Érase una vez, en un pequeño pueblo alejado del ajetreo de la vida en la ciudad, vivían dos hermanos. Ambos tenían mucha curiosidad por el mundo que les rodeaba y se hacían muchas preguntas cada día.
Un día, mientras miraban el gran y hermoso cielo que se extendía por su pueblo, se dieron cuenta de lo rápido que se ponía el sol. El hermano preguntó pensativo a su hermana: «Hermana, hermana, ¿a dónde va el sol por la noche?».
La niña reflexionó un rato antes de responder con su propia pregunta «¡No lo sé! ¿Adónde crees que va?»
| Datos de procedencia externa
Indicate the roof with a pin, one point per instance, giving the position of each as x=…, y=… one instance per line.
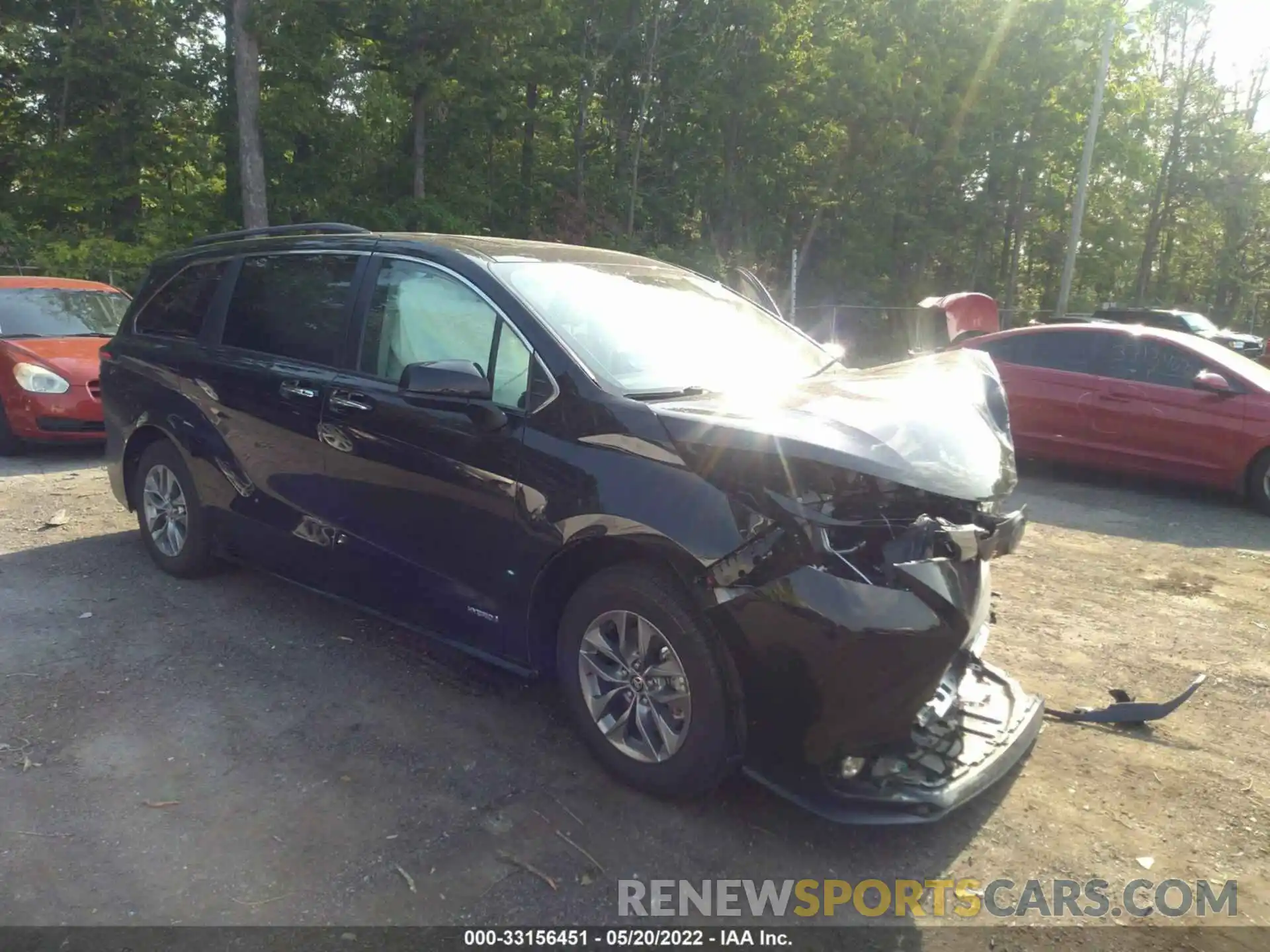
x=62, y=284
x=1191, y=342
x=502, y=249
El niño empezó entonces a dar todo tipo de ideas. Sugirió que tal vez se fuera a dormir, como hacemos nosotros cuando llega la noche; o que tal vez volara en lo alto del cielo para que nadie pudiera alcanzarla; o incluso que alguien se ocupara de ella en otro lugar de la Tierra. Cuando terminó de hablar, se dio cuenta de que había muchas posibilidades, pero ninguna parecía correcta.
Su hermana sonrió suavemente antes de proponer su propia idea: dijo que tal vez nadie sabía exactamente adónde iba el sol por la noche porque su viaje era único para sí mismo y no era algo que nadie pudiera explicar fácilmente o comprender por completo. Le recordó que, al igual que nosotros, los humanos, tenemos diferentes caminos en la vida, que a veces también pueden ser misteriosos.
Su conversación terminó aquí, ya que habían llegado a un entendimiento: aunque algunas cosas puedan ser desconocidas para nosotros, esto no significa que nuestras vidas carezcan de maravilla o belleza si elegimos ver las cosas de forma diferente a la tradicionalmente aceptada por las normas de la sociedad. También les hizo darse cuenta de lo maravillosa que puede ser la vida cuando se fomenta el pensamiento independiente entre los niños desde una edad temprana, pues sólo así se puede adquirir el verdadero conocimiento.